Building Offline-First Apps: Lessons From Real Production Code

I remember the exact moment I decided DocPilot had to work offline.

We were demoing the app to a small clinic in Hyderabad. Mid-demo, their Wi-Fi dropped. The app froze. The doctor looked at me with this expression — not angry, just resigned — like they'd seen this before. "So it doesn't work without internet?" They'd been burned by other software. We hadn't even shipped yet and we were already losing trust.

That was the moment DocPilot became an offline-first app. Not "works with slow internet" — actually, genuinely offline-first. A year later, clinics use it daily in areas with spotty connectivity and it just works. Here's what I learned.
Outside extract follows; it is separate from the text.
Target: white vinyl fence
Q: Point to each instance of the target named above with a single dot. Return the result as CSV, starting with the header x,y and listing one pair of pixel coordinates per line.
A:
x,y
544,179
The Problem With "Works Online" Apps

Most web apps are built assuming a network connection. They fetch data on load, post updates immediately, and when the connection drops — they break. For a todo app, that's annoying. For a clinic managing patient records and appointments, it's a real problem.

Offline-first means designing for the offline case upfront, not bolting it on as an afterthought. The network is an enhancement, not a requirement.

What Makes an App Truly Offline-First

Three things have to be true:

  • The app shell loads without a network (service workers)
  • The data is available locally (IndexedDB or similar)
  • Changes made offline sync back when the connection returns — without data loss

That third one is where it gets genuinely hard. Let's go through each layer.

Service Workers: Your Offline Safety Net

A service worker sits between your app and the network, intercepting requests. For DocPilot, I use a cache-first strategy for the app shell and API responses, with a background sync for mutations.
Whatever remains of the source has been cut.